When my Flip-Pal Mobile Scanner finally arrives I will add it to the Grab List or put it in my Genealogy Research Bag.

My Genealogy Research Bag is a life-saver. Hubs and I can decide on a moment's notice to go researching. I get the bag, check the grab list, call out the items to hubs which he collects and bingo we are out the door.

Of course we do have to make sure both dogs are taken care of - that Barley is out in her run with a huge dish of water and that Webley is in his room with a bed, a toy and water, that the chickens and guinea hens are out of their pen, that our donkey has a carrot before we leave... but those are on our mental check-list every time we leave the house even to go grocery shopping! We can still be out the door within a half hour of deciding we are leaving. What a wonderful change from the days of scrambling around the house wondering where I put everything I need.


Thomas MacEntee said...

Another item that I always pack is a mini power strip. Not only does it allow me to get power for my devices, but usually it is a good way to meet fellow researchers!

Joan Miller said...

Great list Lorine! I always pack a memory stick and my magic wand portable scanner.

Elizabeth O'Neal said...

Great list, Lorine! I always include my digital camera, for those places where certain portable scanners are not allowed (like NARA).

Geniaus said...

That's a mighty long list. I'm a sad case who takes most of this stuff everywhere in my large handbag all the time. Problem is here in Australia and some places I've been in the UK you are not allowed to take a bag into some libraries and archives and I've only got two hands!

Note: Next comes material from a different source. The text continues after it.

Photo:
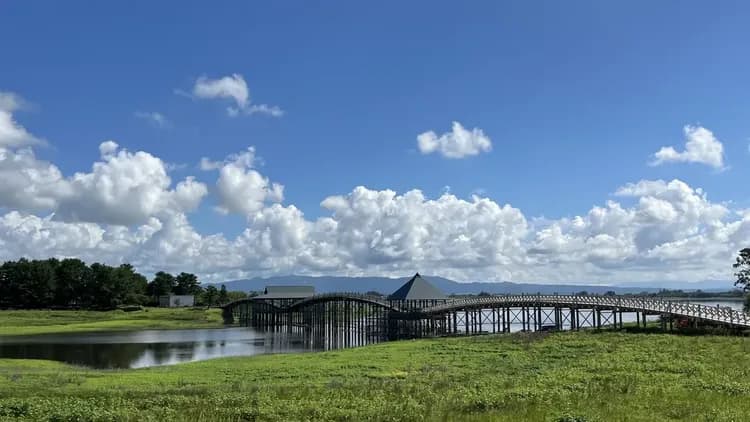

I always make sure I wear trousers and a top with lots of poskets to accommodate all of my paraphernalia.

hummer said...

Like you list and the additions in the comments.

Penny said...

What would you suggest to take if you don't have an iPad? Do I create a notebook with all my lines? Include research questions? Also, I prefer to use notebooks. In other words, what would you have taken in the 'olden' days of genealogy research?

Penny said...

What would you suggest to take if you don't have an iPad? Do I create a notebook with all my lines? Include research questions? Also, I prefer to use notebooks. In other words, what would you have taken in the 'olden' days of genealogy research?

Genealogy Blogger said...

Hi Penny - great question! In the olden days :-) I used to take binders with my notes of what I needed. That wasn't the best because I always needed something I didn't have.

Then I got a laptop and took that which was wonderful. I still made a plan ahead of time and took my list of what I wanted to find but I had my laptop to check facts or look up another ancestor if needed.

Now I take my Ipad in place of a laptop, but I still take my notes (my plan of what I want to do in that library or archive)

Genealogy Blogger said...

Great suggestions from everyone! I especially like the idea of taking a digital camera. I was going to use my Iphone for photos but the camera will do a better job.

Power strip - great idea if you have a laptop but I probably won't need it with my Ipad. Memory sticks don't work on Ipads (Darn!) but love the portable scanner - I'm waiting for my Flip-Pal to arrive!

I don't have any tops with pockets (another great idea) but will put my thinking cap on to see what else might work - perhaps an apron with pockets?

Jeanne said...

Toss a thumb drive into the bag if you're taking a laptop. Several sites now allow you to copy things off computers using your little USB key-chain-size drive.

Anonymous said...

One suggestion for the person with no tops with pockets is a fisherman's vest from a sports catalog like REI, etc. You can also get a pattern for making one for all sorts of travel in any material. Some are more feminine than others. They are good for safety when traveling.